When Warner Bros. Pictures quietly delayed In the Heart of the Sea from its scheduled March opening until two weeks before Christmas, you assumed they sensed they had a winner on their hands. This is, after all, the studio that lately specializes
in getting eleventh-hour contenders like American Sniper and Extremely Loud & Incredibly Close to crash the Oscars' main categories without pundits seeing them coming. On paper at least, this looked like an awards player: a nice-sized epic period drama with a classic literary foundation and A Beautiful Mind double winner Ron Howard at the helm. But Heart isn't crashing any Oscar parties in anything more than technical categories and even those might not happen if the Academy wasn't so short-memoried.

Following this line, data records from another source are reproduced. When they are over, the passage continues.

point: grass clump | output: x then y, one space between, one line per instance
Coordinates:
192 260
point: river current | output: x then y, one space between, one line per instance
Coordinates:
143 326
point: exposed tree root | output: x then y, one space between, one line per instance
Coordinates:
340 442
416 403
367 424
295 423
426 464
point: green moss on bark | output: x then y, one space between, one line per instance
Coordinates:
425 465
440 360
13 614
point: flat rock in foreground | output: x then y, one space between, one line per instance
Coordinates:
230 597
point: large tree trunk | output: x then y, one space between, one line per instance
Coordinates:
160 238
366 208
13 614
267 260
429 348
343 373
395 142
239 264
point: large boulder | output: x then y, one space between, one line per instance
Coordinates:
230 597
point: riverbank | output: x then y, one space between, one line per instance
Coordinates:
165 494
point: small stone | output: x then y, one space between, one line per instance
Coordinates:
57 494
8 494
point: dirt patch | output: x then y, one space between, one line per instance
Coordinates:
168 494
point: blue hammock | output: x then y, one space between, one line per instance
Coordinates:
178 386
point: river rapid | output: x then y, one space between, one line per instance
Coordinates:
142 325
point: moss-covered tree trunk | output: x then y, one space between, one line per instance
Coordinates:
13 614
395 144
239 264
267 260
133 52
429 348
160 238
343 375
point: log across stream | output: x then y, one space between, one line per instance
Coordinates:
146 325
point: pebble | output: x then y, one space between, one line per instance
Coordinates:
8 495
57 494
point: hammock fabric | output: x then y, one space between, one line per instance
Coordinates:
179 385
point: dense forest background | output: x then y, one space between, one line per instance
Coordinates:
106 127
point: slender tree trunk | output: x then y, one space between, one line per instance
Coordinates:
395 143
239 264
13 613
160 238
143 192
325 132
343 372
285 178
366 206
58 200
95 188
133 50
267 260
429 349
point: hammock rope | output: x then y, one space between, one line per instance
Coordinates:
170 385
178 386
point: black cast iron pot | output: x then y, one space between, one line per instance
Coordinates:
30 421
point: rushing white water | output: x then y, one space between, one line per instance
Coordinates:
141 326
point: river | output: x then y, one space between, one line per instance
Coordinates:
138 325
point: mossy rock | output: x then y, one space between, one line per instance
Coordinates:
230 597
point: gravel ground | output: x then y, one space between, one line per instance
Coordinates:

Purportedly telling the true story that inspired Moby Dick, Heart is based on a 2000 nonfiction book by Nathaniel Philbrick. A frame story finds author Herman Melville (Ben Whishaw) tracking down the only survivor from a harrowing incident that occurred a few decades earlier. Barely a teenager at the time (Tom Holland, the new Spider-Man), Thomas Nickerson (Brendan Gleeson) is now a graybeard who is reluctant to detail the experience. Nickerson's wife (Michelle Fairley) gets him some whiskey and encourages him to reveal all to this writer.
Our principal story takes place in 1820 and finds expectant father Owen Chase (Chris Hemsworth) reluctantly accepting another first mate position. He's ready to be captain, but such opportunities are reserved for those with legacies, like George Pollard (Benjamin Walker), the inexperienced man under whom he'll serve. Owen is promised a chance to captain after this voyage and he even makes his benefactor put it in writing.
The mission takes these and other men from Nantucket deep within the Atlantic Ocean, where they are to hunt whales. One giant white whale, roughly 100 feet long, is not about to have his life ended by a quickly thrown harpoon. Their weapons no match for him, the whale capsizes the Essex. Those who survive are shipwrecked for months. They are extremely hungry, sunburned, blistered, and gradually losing their minds. They end up on a remote island of no sustainable resources and are driven to desperate measures when they take their ships out in hopes of finding a water rescue.
Howard has built a respectable resume as a director, but his films are only as good as the stories they tell. This one, written by Blood Diamond's Charles Leavitt, who shares story credit with Rise/Dawn of the Planet of the Apes and Jurassic World couple Rick Jaffa and Amanda Silver, leaves a lot to be desired. It's hardly a whale of a tale: poorly-defined men are pushed to fight for their survival after an impossibly vast behemoth wreaks havoc on their ship. That part should at least be exciting and full of dynamic visuals, right?
It is not. Howard has made exciting movies before, like Ransom and Backdraft, but he's not an action spectacle filmmaker. And he doesn't come up with a way to prevent us from quickly tiring of the sight of a giant CGI whale hitting into a ship and tossing the humans about. Full of shaky, seaside camera work, the IMAX 3D visuals are not the feast you want or expect, especially not from the third row, where I was seated.
The movie tries to ground these shipwreck survival bits, which are rendered routine for those who have seen Cast Away, All Is Lost, and Kon-Tiki, with a frame story that is far too closely modeled after Life of Pi. In that multiple Oscar-winning Ang Lee film, the frame story added value in the form of complexity and soulfulness. This one exists simply for the occasional change of scenery, but it produces chuckles with its on-the-nose soul-baring.
It's tough to see how the film is any better suited to the crowded and competitive holiday moviegoing season, given just one week's head start on the new Star Wars, than it was to spring. If anything, this time of year heightens expectations and forces critics and audiences to compare new releases to the genuinely rewarding year-end fare strategically timed to the award season. This movie's dramatic failings make it look like the crowd-pleasing Creed, the unlikely revival of an old Sylvester Stallone franchise, may be the most productive major studio's most likely ticket to the Best Picture and acting category races that have consistently featured its output.